Bagikan:

JAKARTA - Pemerintah melalui Kementerian Keuangan (Kemenkeu) melaporkan bahwa pembiayaan utang pada semester II 2021 akan mencapai nilai Rp584 triliun. Jumlah ini lebih besar dibandingkan dengan realisasi pembiayaan utang pada semester I lalu yang sebesar Rp443 triliun.

Menteri Keuangan (Menkeu) Sri Mulyani mengatakan bahwa outlook semester II dan realisasi pada paruh pertama tahun ini membuat perkiraan pembiayaan utang menjadi sebesar Rp1.027 triliun. Angka ini lebih sedikit dibandingkan dengan rencana awal dalam APBN 2021 yang sebesar Rp1.1774 triliun.

“Pembiayaan utang tahun 2021 diperkirakan berkurang sebesar Rp150,4 triliun ataui 12,8 persen dari pagu APBN 2021, yang utamanya karena defisit APBN diperkirakan akan lebih rendah serta pemanfaatan tambahan SAL (saldo anggaran lebih) pada pembiayaan lainnya,” ujar dia saat menggelar Rapat Kerja dengan Komisi XI DPR yang disiarkan virtual, Senin, 23 Agustus.

Untuk diketahui, dalam APBN 2021 disebutkan bahwa pendapatan negara pada tahun ini diperkirakan sebesar Rp1.743,6 triliun. Sedangkan untuk belanja negara diyakini menyentuh Rp2.750 triliun. Itu artinya defisit anggaran akan berada di angka Rp1.006,4 triliun.

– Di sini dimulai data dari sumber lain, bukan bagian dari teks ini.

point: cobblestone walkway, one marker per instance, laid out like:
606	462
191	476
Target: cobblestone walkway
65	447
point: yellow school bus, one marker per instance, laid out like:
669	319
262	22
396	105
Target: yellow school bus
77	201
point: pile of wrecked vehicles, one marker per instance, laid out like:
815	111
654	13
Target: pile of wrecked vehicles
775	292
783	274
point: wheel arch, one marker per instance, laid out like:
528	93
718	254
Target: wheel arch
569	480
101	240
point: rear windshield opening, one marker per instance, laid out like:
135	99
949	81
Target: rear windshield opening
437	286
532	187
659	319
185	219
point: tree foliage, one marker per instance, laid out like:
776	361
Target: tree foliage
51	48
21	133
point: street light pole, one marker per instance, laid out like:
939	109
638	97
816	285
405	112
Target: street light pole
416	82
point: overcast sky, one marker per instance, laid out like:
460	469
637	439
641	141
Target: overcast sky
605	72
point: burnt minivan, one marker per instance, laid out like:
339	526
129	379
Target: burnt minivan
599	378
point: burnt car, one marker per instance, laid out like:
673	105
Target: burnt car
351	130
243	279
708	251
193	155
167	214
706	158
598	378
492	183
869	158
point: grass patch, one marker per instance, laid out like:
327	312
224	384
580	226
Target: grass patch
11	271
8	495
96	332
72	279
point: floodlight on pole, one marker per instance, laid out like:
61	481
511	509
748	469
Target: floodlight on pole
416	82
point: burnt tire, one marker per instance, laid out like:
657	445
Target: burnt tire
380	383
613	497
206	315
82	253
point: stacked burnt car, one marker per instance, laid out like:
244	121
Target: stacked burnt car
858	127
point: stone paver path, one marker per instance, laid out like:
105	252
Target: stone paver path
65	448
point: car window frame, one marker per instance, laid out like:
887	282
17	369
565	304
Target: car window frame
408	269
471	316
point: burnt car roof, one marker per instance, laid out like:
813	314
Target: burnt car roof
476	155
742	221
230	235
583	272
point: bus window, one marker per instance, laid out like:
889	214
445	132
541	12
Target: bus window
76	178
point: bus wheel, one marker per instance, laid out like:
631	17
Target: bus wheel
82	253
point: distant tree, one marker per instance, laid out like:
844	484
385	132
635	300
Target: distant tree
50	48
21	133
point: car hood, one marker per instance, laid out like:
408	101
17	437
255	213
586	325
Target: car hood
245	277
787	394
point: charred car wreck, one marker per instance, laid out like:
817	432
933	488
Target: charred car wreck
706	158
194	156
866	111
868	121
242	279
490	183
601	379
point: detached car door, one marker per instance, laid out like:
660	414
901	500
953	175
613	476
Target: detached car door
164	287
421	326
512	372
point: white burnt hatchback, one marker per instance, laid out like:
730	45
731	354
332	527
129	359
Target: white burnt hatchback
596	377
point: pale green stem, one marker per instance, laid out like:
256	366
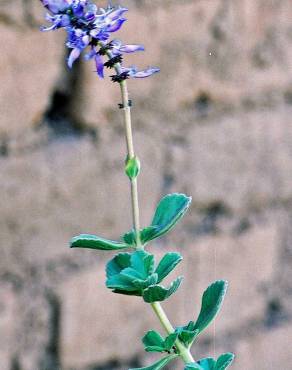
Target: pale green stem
131	153
183	351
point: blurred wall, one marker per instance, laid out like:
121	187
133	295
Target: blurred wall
215	124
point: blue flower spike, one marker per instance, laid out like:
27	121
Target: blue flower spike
90	28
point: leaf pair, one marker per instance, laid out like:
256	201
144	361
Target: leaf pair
209	363
211	303
159	364
135	274
154	342
169	211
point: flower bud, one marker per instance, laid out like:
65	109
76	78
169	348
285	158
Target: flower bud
132	167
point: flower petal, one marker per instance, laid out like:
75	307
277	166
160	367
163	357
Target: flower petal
115	26
99	65
131	48
75	53
145	73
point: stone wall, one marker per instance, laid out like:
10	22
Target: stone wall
215	124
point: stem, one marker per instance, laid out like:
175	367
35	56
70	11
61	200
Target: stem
131	153
183	351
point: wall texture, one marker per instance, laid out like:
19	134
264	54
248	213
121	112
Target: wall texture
215	123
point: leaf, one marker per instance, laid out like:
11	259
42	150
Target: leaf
224	361
115	280
188	336
157	293
170	340
167	264
121	282
143	284
146	234
193	366
95	242
211	303
169	211
159	364
143	262
117	264
153	342
207	363
130	238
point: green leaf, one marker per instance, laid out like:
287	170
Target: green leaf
115	280
117	264
153	342
211	303
207	363
170	340
159	364
95	242
130	238
193	366
167	264
146	234
143	262
169	211
143	284
224	361
132	167
188	336
157	293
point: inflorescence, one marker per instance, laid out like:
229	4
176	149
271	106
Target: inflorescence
90	27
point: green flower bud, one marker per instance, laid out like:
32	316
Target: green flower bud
132	167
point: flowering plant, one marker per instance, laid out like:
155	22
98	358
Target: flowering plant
89	29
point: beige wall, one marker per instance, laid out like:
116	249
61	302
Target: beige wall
215	123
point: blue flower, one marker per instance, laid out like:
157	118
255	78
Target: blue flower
88	26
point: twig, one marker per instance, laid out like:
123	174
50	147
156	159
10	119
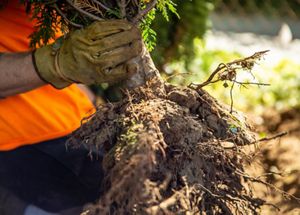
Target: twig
122	6
92	16
222	66
101	5
144	12
251	83
271	138
231	96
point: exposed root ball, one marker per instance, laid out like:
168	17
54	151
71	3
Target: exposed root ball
175	152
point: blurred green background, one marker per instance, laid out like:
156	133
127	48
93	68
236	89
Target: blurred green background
210	32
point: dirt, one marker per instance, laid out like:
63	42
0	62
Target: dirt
281	157
173	150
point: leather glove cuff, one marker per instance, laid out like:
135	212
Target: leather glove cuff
45	62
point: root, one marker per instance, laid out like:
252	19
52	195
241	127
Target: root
165	154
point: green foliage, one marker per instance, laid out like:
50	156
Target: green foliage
48	15
175	37
279	8
283	77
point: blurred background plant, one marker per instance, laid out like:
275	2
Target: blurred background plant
226	30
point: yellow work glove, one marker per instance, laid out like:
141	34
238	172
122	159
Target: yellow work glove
95	54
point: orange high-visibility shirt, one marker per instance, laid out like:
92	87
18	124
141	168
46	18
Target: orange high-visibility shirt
41	114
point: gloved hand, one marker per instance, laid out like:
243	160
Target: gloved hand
95	54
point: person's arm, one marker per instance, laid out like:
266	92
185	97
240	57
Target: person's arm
17	74
96	54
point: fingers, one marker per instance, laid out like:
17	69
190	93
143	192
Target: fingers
116	40
118	56
102	29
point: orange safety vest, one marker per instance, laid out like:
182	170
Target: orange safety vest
41	114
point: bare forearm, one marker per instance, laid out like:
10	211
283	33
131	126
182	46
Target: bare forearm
17	74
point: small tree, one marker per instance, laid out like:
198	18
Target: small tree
169	150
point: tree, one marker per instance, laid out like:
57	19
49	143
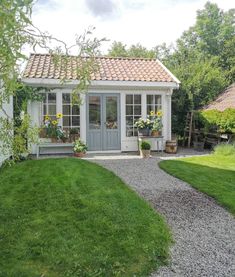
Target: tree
118	49
17	31
203	60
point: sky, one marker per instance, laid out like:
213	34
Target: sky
148	22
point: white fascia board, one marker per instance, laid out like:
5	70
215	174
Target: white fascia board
57	83
168	71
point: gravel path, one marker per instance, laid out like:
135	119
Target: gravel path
204	232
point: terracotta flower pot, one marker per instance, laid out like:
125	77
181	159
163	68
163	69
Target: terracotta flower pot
145	153
155	133
54	140
143	132
79	154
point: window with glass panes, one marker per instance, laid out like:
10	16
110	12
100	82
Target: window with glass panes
49	105
71	112
154	103
133	113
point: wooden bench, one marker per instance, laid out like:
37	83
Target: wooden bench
52	145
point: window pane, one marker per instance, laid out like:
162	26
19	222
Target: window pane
150	109
136	118
129	99
129	110
129	120
75	110
44	97
66	121
150	99
44	109
158	99
135	132
66	98
66	110
137	99
51	109
75	121
137	110
133	112
111	112
94	112
129	131
51	98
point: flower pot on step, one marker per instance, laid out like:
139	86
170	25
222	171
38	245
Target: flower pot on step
143	132
145	153
79	154
155	133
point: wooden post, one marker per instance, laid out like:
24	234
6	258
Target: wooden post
190	130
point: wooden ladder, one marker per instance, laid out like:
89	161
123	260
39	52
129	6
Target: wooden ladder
188	128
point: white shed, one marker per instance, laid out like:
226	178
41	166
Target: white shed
129	88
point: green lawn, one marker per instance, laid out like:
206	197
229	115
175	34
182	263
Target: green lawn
213	175
69	217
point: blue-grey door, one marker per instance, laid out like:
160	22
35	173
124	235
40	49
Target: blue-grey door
103	122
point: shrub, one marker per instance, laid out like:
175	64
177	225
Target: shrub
145	145
225	149
225	121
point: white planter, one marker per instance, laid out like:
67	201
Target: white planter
44	140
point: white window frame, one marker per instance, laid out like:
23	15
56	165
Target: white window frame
157	107
133	113
70	115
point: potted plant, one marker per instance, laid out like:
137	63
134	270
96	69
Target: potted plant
199	143
145	147
143	126
74	134
157	125
79	148
52	129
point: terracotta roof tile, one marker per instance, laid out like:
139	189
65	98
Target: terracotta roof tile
224	101
111	69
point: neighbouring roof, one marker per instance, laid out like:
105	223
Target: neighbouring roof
110	69
224	101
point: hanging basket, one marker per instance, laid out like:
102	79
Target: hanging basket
143	132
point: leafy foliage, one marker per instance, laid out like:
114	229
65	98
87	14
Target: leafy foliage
224	120
225	150
17	31
203	59
145	145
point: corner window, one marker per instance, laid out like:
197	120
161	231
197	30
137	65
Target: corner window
71	113
133	113
49	105
154	103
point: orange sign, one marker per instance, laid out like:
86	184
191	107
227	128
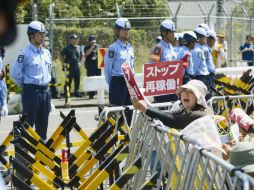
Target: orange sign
101	54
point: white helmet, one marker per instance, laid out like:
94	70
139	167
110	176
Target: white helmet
211	34
203	25
167	25
189	36
200	32
35	26
122	23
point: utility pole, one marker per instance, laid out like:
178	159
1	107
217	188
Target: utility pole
35	10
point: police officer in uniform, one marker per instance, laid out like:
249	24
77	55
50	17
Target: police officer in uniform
189	39
164	51
3	91
91	60
117	54
70	54
32	71
211	38
199	62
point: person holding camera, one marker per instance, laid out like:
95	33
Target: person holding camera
91	60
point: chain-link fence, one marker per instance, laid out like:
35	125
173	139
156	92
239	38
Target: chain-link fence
235	22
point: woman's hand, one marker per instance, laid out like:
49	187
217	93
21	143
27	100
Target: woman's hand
139	105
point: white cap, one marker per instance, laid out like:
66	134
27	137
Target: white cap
122	23
205	26
36	26
180	35
159	38
191	33
167	25
200	32
198	88
211	34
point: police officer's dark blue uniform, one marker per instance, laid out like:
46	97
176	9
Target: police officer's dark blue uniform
32	71
189	39
70	54
117	54
164	51
248	51
3	91
91	60
199	63
211	37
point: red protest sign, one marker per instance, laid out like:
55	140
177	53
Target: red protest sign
131	82
162	77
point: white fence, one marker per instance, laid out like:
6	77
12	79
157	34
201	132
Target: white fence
98	83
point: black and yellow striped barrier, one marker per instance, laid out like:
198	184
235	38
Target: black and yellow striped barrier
103	165
127	175
77	128
40	157
75	181
40	147
53	179
60	128
29	175
58	141
151	183
87	143
19	183
84	156
4	162
107	171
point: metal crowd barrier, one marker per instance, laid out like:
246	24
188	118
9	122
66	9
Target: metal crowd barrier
177	161
221	105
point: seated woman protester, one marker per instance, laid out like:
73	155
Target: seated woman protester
193	106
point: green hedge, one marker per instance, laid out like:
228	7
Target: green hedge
138	39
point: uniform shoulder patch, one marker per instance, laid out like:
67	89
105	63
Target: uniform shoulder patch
157	50
111	53
20	58
200	54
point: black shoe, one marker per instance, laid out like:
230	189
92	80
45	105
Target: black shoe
78	95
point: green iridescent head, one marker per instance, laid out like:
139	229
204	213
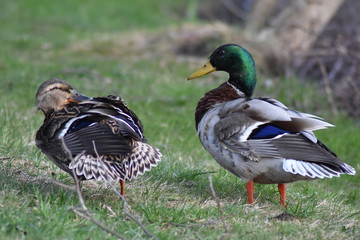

Sebelumnya, Ekonom Senior Faisal Basri mengingatkan pemerintah jika tumpukan utang yang kini terus menggunung sangat mungkin membawa Indonesia pada situasi jebakan kelas menengah (middle income trap).

Menurut dia, apabila kondisi tersebut tidak segera dicarikan solusi yang komprehensif, maka cita-cita menjadi negara maju akan sulit untuk dicapai.

“Apa yang kita butuhkan adalah transformasi secara menyeluruh, jika tidak maka Indonesia akan terperangkap di jebakan negara berpendapatan menengah,” ujarnya pada dalam keterangan tertulis seperti yang dikutip pada Jumat, 20 Agustus.

Untuk diketahui, Bank Indonesia melaporkan utang luar negeri (ULN) Indonesia pada akhir kuartal II 2021 sebesar 415,1 miliar dolar AS atau setara dengan Rp5.975,2 triliun (kurs Rp14.387).

Angka tersebut terdiri dari ULN pemerintah 205,0 miliar dolar AS dan ULN swasta yang tercatat sebesar 207,2 miliar dolar AS.

Jumlah itu masih belum ditambah dengan nilai utang pemerintah di dalam negeri yang disebar melalui berbagai instrumen pembiayaan.